É praticamente o mesmo conteúdo que aparece nos panfletos distribuídos por manifestantes distribuíram nos últimos dias em Feira de Santana para acusar a blogueira de "mercenária", "agente da CIA" e "ligada às grandes corporações de mídia".

Os textos questionam ainda o "padrão de vida" da blogueira com os dividendos. O "dossiê" presente no blog de Yohandry Fontana, ligado ao governo cubano, mostra fotos da ativista na praia e de festas "milionárias" --uma mesa com comes e bebes é "denunciada" por conter três tipos de cerveja.

Questionada sobre o tema, Sánchez diz que os argumentos formam parte do "tabu do dinheiro" alimentado pelo governo e do que ela crê ser o falso ascetismo dos comunistas da ilha, que promovem "invalidez material e financeira" de cidadãos para drenar suas autonomias.

"O sistema cubano está pensado para deixar o indivíduo material e financeiramente inválido. Então, com essa invalidez, nunca conseguem levar a cabo nenhum projeto pessoal, político, jornalístico ou de qualquer tipo. Não vou me sentir culpada por uma autonomia, além do mais muito limpa", afirma.

Com a remuneração de jornalista e colunista --incluindo os textos para o jornal "O Estado de S. Paulo"--, Sánchez diz pagar também oficinas para blogueiros e tuiteiros iniciantes em Cuba e parte dos custos da revista mensal "Vozes", sem financiamento de "governos nem nenhum partido".

"Além do mais, invisto na minha vida pessoal. Não promovo um ascetismo que, sim, promove o discurso oficial, que se apresenta como asceta, apesar de [dos governistas] viverem uma vida de luxos."

"Gostaria de encontrar Raúl Castro e perguntar quanto leva no bolso. Nada, nenhum centavo. Por quê? Porque não precisa. Tem um país inteiro", devolve ela, que acusa, também sem provas, os familiares dos irmãos Castro de terem milhões em contas bancárias secretas no exterior.

Ela nega ter encontros frequentes com diplomatas americanos --também apontado por manifestantes e panfletos como prova de que é "agente da CIA". Um dos pontos levantados no material é um despacho vazado pelo WikiLeaks que conta a visita da diplomata Bisa Williams, então subsecretária para a América Latina do Departamento de Estado, a casa de Sánchez em Havana.

No relato, a diplomata diz que a blogueira reclamou do embargo americano à ilha, que impede o uso de pagamento pela internet (paypal) e compras com cartão de crédito.

No blog ligado ao governo cubano, o mesmo despacho aparece com o título "Despacho de WikiLeaks onde Yoani Sánchez pede a Bisa Williams acesso a fontes de financiamento para continuar com sua agressão a Cuba".

TWITTER

Sánchez deixou a Bahia comemorando ter ganhado mais 24 mil seguidores para sua conta no Twitter desde que chegou ao Brasil --sua primeira viagem ao exterior em nove anos.
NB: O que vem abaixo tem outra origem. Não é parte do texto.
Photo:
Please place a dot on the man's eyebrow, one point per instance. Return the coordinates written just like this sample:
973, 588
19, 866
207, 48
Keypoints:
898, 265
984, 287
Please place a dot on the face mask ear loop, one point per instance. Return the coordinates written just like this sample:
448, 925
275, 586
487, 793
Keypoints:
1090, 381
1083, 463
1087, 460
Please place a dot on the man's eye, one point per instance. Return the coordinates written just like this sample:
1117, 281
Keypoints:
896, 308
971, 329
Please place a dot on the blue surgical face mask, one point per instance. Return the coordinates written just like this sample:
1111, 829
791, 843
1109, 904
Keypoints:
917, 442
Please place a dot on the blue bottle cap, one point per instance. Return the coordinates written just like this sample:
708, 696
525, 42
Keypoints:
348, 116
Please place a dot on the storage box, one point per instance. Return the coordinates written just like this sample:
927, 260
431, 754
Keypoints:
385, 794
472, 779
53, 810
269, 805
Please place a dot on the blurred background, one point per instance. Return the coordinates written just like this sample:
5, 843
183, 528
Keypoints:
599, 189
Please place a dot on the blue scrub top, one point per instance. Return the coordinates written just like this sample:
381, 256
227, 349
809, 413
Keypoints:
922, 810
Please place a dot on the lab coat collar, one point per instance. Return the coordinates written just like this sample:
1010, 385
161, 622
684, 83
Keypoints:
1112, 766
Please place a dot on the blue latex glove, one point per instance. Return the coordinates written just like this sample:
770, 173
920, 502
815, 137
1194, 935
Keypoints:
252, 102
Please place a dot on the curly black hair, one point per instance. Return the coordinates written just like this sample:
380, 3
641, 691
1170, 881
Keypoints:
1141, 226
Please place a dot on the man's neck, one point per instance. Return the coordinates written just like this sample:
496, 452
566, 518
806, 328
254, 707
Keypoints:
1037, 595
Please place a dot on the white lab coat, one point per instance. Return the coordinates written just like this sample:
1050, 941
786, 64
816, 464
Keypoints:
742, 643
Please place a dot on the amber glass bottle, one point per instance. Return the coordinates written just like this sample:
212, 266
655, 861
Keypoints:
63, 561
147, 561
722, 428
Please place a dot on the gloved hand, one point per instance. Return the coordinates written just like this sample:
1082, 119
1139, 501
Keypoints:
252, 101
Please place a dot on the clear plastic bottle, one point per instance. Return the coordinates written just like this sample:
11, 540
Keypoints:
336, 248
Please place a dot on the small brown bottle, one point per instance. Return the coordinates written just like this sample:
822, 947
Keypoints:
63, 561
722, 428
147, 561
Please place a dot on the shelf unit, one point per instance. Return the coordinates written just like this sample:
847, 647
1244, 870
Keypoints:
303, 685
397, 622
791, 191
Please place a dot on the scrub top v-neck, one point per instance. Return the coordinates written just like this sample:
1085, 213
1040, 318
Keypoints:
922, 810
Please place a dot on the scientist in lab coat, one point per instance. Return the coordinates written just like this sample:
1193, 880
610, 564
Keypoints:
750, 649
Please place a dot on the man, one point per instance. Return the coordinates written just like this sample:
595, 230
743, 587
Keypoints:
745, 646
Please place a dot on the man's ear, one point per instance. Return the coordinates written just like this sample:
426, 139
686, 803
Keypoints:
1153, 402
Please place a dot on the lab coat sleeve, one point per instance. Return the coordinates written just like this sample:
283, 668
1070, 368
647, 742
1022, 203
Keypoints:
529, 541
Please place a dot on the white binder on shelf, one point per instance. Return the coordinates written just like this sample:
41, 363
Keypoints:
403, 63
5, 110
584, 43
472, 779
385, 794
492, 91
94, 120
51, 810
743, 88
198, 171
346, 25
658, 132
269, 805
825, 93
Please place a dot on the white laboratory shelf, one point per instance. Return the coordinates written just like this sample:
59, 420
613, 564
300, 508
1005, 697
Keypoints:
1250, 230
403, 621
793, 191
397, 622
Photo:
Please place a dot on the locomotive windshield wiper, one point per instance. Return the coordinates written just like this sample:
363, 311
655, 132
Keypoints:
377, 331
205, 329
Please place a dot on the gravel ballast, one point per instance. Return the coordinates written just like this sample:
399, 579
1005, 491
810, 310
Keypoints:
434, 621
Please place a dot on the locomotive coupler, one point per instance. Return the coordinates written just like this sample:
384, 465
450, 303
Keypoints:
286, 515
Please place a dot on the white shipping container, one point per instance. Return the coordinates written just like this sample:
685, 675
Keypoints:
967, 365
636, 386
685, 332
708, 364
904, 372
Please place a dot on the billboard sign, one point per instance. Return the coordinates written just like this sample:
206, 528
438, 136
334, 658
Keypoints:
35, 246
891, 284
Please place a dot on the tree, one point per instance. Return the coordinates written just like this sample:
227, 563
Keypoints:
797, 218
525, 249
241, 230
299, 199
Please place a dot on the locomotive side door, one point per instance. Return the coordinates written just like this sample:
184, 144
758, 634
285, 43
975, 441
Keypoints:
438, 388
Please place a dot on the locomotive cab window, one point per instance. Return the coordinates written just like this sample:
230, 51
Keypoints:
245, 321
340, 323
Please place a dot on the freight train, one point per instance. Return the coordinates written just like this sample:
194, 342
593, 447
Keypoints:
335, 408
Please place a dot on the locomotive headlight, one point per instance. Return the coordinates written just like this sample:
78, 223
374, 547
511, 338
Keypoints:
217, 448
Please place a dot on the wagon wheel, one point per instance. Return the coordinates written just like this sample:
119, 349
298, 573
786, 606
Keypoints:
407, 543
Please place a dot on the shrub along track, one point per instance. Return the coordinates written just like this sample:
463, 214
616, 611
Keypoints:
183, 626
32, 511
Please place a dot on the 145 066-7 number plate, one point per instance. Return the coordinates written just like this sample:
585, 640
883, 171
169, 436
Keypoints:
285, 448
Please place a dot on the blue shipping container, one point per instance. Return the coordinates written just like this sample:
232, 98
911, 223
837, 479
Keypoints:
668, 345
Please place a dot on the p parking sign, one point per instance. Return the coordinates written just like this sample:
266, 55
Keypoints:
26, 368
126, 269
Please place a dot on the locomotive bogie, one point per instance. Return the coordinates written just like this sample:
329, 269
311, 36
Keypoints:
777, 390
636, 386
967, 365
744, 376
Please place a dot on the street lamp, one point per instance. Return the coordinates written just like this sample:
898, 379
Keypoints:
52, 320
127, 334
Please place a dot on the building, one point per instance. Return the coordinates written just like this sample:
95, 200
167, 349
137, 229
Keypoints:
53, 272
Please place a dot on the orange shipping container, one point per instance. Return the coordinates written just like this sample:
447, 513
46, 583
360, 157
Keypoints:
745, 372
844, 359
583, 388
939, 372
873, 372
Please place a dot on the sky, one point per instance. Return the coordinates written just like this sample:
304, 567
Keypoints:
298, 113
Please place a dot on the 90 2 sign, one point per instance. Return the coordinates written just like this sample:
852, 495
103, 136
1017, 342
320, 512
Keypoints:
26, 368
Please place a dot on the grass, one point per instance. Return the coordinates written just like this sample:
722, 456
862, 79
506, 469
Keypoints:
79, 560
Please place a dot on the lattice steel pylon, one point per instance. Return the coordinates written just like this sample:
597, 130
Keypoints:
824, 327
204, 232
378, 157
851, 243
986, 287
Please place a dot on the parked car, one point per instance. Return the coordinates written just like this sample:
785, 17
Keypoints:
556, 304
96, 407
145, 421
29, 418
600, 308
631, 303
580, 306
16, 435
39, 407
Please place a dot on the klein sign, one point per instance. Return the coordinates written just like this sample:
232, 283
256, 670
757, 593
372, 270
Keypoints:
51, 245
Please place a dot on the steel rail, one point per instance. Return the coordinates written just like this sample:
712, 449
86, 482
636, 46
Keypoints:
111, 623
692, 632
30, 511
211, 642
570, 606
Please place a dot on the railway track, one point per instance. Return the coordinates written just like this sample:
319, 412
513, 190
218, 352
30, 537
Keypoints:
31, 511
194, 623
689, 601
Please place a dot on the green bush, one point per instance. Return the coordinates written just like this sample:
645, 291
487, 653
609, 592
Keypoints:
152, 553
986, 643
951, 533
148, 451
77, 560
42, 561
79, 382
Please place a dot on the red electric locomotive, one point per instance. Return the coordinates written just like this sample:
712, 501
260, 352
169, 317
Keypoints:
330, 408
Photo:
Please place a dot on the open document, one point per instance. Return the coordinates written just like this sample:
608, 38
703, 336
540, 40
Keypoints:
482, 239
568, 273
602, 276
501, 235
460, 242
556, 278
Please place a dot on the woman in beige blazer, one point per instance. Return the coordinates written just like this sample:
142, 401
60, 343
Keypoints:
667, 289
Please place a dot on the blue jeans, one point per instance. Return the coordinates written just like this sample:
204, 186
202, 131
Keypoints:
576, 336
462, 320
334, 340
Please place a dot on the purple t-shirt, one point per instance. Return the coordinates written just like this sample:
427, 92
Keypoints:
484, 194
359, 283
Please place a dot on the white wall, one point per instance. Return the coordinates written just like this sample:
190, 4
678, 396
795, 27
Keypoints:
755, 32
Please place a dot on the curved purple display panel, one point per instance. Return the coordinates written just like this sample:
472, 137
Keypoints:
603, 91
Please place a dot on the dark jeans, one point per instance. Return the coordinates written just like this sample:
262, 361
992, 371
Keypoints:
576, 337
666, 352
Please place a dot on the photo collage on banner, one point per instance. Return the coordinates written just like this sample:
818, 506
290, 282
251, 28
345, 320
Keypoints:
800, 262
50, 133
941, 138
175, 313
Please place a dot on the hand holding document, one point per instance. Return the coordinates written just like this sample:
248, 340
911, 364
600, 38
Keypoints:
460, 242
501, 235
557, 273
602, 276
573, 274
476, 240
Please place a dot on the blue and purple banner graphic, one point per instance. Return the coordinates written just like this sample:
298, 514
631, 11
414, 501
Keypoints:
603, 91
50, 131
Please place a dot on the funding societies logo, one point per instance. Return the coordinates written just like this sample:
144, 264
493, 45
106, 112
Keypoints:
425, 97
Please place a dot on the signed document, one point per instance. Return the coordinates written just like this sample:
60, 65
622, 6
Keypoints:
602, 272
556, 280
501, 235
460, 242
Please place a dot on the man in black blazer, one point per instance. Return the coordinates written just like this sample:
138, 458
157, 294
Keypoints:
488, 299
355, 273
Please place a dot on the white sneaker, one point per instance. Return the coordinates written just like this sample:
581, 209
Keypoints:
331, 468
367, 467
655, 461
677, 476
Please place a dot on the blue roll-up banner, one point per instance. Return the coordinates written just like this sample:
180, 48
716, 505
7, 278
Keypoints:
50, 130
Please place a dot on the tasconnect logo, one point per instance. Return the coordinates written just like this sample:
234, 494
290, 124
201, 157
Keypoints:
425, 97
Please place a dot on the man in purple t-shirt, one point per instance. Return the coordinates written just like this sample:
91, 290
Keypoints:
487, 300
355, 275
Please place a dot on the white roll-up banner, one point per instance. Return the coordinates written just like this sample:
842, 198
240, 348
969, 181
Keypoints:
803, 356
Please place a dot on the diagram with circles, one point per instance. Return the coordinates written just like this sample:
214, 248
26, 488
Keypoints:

Seus 393 mil seguidores passaram a 414 mil de segunda até ontem.

Sua popularidade no Twitter é também um dos pontos questionados em "dossiês" e panfletos, que a acusam de forjar parte dos seguidores e contar com ajuda de máquinas no exterior para manejar sua conta.

Ela disse ontem desafiar seus acusadores a debater, com evidências tecnológicas, as acusações. "Eu sou especialista neste tema." Sánchez diz que as 85 mil pessoas que segue no Twitter -uma das supostas "provas" da inflação de seguidores- foi obtido por uma ferramenta de "follow back" - seguir de volta quem a segue.

"Seguia por cortesia, já que é impossível ler. Depois de 85 mil, a ferramenta passou a ser paga e eu deixei de usar."